What are your thoughts on my theory?My read on the situation is that once the default has been accepted(by the modest 21% but now by the significant 50% haircut)the Greek politicians started to think 'wait a minute, wasn't a default going to be the end of the world?now that it has been accepted why should we sacrifice more of our economy in order to save you guys from suffering, enough of austerity'

My poker read on the situation is that the PM calling for a referendum was essentially a 'I give up sign', the referendum by it self is irrelevant. For him to call this rather unusual procedure(last time was 1974) means something unusual must be happening backstage and this means the politicians might be changing their course

Thats my bet anyway. I hope the bazookas of headlines that will come out by Merkel and Sarkozi or even the Greek PM trying to contain the panic won't kill the trade
 
Quote from Daal:


Thats my bet anyway. I hope the bazookas of headlines that will come out by Merkel and Sarkozi or even the Greek PM trying to contain the panic won't kill the trade

It's funny but year to year USD Euro is flat!

Imagine all that is happened these last 12 months and in reality it did nothing on the USD EUro exchange rate.

Stability. :D
 
Quote from Daal:

I'm probably going to regret in a few days that I didn't bet the farm on this one.

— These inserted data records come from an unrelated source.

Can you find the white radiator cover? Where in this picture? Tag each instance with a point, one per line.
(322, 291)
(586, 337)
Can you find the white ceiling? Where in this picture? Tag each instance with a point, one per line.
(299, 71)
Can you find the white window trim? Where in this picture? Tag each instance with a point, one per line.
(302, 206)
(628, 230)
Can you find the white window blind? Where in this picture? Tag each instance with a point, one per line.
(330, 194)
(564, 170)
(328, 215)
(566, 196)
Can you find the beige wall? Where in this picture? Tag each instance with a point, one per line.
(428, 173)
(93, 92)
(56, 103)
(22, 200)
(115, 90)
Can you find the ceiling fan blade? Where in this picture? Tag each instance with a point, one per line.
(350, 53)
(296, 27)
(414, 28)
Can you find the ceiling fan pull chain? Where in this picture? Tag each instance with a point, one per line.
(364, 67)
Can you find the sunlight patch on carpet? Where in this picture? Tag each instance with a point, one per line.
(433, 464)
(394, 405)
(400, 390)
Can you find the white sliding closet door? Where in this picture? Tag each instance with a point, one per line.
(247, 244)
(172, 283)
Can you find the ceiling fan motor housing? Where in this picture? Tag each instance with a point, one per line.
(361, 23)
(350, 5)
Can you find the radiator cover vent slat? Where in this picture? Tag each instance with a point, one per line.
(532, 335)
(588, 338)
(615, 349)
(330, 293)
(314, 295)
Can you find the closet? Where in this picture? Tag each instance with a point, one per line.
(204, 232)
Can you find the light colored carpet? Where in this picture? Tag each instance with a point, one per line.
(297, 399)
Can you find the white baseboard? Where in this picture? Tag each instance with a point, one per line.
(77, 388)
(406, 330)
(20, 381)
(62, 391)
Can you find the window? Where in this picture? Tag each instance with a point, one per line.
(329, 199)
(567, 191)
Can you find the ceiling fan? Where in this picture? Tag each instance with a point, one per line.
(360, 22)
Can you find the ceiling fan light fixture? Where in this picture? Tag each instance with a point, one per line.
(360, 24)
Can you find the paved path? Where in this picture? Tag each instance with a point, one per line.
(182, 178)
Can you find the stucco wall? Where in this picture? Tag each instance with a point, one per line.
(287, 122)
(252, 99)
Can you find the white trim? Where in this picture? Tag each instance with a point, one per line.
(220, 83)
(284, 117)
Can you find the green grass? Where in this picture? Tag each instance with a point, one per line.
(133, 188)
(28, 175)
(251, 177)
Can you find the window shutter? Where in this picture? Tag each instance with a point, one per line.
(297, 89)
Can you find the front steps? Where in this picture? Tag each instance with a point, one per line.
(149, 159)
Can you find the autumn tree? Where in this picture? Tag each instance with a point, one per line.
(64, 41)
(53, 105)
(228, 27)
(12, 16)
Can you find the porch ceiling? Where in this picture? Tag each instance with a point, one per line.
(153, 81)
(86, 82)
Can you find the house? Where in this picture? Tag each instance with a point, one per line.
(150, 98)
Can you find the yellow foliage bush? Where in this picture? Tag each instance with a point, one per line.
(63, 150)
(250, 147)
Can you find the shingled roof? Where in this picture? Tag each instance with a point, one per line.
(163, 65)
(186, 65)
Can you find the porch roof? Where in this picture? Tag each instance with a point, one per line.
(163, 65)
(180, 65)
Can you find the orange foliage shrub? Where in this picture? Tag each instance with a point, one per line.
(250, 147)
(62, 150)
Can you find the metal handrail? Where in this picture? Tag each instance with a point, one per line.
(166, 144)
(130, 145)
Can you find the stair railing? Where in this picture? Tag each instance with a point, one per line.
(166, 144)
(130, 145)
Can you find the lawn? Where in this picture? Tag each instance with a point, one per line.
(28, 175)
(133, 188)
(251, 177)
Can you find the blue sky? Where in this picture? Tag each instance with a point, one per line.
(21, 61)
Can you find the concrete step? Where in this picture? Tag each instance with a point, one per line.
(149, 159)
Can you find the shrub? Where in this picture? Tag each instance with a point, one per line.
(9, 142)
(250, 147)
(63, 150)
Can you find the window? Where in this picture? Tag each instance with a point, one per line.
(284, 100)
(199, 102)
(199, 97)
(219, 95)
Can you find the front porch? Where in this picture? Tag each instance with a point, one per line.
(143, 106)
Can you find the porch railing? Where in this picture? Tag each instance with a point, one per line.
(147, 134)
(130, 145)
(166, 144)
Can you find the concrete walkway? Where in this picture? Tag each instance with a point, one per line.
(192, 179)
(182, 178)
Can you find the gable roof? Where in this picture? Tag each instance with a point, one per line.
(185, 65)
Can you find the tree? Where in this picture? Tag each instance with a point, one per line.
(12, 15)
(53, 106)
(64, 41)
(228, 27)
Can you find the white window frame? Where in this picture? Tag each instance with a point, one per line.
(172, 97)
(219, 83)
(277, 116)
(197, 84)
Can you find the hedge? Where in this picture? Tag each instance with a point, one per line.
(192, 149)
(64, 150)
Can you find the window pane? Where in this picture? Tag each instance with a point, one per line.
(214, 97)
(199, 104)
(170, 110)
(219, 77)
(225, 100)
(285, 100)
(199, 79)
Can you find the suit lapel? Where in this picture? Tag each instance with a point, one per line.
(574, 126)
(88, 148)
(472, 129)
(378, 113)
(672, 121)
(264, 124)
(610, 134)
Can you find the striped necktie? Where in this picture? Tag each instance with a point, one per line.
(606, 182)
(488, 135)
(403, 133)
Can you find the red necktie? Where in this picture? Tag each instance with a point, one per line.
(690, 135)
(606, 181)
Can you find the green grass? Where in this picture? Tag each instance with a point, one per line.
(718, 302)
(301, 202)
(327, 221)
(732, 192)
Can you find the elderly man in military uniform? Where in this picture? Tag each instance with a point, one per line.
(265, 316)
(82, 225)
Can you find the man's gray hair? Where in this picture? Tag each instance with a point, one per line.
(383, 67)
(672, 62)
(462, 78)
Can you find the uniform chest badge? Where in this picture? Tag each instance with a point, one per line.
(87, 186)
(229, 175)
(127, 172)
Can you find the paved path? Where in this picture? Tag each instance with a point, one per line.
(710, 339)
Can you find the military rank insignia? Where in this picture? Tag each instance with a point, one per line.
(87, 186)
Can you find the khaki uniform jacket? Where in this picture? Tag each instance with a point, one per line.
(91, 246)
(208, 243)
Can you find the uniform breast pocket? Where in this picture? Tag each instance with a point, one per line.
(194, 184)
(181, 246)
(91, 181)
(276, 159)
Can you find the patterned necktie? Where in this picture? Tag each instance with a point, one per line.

Never bet the farm on any trade. If you are good, you can find 2-3 trades per year with exceptional odds, risk 2-3% on each and that's 30%+ for the year with minimal drawdowns. If you are not good, betting the farm is more likely to blow you up than help you retire.
 
Quote from m22au:

I agree with you about Lehman being well-known in advance. Refco and MF were slightly different - they happened quickly over the space of days based on a specific event.

The key signal was the stock price/market cap falling very low. That happened quite a bit before the blowup.
 
Quote from Ghost of Cutten:

held in your own name in a cash account, not a nominee/'street name'/margin account.

Isn't it true that, even for a cash account with, say, Charles Schwab, stocks are still held in street name or by a nominee?